Last Tango in Paris has been sitting at my house since July the 6th. It's been holding up the Netflix queue, really. The reason it's been at my house is because I ordered it even though I didn't really want to watch it. I was talking about this with a friend just this week. We set ourselves these assignments that we don't really want to complete. I hear myself saying "I don't feel like reading" and the reason I don't want to read is that I'm staring at the complete works of Tennessee Williams. I mean no wonder I don't want to read. It all seems so huge and unachievable. And I've set this task for myself. It's not like it's an assignment for school; it's an assignment for myself. I ought to read the complete works of Tennesse Williams. I ought to watch Bernardo Bertolucci's Last Tango in Paris. We forget--I forget--that there isn't anything that I necessarily ought to do. I don't have to do anything I don't want to do. I'm an adult for chrissakes and if I don't feel like reading Jerzy Grotowski's Towards a Poor Theatre, I really don't have any obligation to do so.
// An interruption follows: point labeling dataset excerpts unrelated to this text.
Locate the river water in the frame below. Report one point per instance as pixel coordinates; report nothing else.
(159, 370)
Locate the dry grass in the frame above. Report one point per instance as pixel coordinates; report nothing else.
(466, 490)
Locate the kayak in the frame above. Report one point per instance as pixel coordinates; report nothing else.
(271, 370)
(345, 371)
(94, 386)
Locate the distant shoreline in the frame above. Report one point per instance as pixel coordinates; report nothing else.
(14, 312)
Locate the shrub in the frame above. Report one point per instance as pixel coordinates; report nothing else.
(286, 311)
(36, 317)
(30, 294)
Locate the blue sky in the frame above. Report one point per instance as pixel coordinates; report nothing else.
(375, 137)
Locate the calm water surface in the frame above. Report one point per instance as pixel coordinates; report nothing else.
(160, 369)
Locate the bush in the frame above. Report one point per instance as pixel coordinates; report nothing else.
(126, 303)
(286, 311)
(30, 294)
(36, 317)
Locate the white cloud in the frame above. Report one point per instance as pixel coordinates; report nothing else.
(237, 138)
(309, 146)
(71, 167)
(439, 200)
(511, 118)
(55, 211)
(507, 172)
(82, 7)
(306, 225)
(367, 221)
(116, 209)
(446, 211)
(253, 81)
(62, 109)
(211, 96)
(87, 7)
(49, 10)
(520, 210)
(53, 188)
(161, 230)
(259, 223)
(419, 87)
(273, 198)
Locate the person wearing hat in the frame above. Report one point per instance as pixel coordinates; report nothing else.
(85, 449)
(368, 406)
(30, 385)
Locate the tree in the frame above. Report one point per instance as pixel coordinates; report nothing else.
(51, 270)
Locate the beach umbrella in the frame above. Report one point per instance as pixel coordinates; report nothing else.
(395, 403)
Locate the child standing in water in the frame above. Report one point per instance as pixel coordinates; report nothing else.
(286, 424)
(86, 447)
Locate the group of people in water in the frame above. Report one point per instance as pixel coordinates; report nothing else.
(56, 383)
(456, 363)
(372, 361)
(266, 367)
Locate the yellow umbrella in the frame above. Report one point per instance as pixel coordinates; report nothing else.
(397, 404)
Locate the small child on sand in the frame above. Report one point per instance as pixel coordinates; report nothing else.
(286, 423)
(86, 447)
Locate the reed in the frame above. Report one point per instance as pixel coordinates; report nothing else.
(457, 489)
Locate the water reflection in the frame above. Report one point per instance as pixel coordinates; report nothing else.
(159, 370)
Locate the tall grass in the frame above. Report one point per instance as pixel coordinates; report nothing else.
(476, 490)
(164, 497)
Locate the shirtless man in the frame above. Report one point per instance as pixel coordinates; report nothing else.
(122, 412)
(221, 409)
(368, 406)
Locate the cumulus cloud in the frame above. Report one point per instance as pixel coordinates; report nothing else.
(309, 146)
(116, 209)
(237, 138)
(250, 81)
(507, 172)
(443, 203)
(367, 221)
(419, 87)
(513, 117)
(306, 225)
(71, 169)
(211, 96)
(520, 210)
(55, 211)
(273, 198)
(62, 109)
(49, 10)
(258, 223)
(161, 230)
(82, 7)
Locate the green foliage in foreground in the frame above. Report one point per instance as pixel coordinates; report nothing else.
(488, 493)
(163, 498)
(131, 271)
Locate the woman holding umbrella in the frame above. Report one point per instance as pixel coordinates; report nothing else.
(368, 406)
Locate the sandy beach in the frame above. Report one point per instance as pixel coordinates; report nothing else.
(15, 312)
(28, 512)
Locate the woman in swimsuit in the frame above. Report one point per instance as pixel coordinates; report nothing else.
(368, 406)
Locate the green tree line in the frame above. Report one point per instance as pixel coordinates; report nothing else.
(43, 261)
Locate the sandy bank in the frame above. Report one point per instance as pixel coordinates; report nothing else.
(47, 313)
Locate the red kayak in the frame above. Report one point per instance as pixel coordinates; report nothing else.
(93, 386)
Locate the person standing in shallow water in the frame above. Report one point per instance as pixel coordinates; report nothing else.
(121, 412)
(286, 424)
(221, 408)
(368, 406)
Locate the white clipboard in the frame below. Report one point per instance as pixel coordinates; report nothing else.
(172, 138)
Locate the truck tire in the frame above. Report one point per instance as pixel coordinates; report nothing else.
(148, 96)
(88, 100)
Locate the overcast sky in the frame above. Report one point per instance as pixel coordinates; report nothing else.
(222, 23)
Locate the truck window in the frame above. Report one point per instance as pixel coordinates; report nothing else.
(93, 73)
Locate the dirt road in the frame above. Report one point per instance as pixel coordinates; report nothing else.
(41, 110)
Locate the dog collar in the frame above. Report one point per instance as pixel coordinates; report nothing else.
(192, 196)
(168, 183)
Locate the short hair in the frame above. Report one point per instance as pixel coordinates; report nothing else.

I have to teach myself to stop setting enormous, impossible goals for myself. The small goals are hard enough, and my life can be full and rich even if I never see Jack Lemmon's performance in Mister Roberts. It won't kill me to do something I actually want to do.
Who knows? I may even want to go back to reading if I start on a fun book instead of my usual choice of a highbrow monstrosity.
This week: Richard Greeberg's The Dazzle.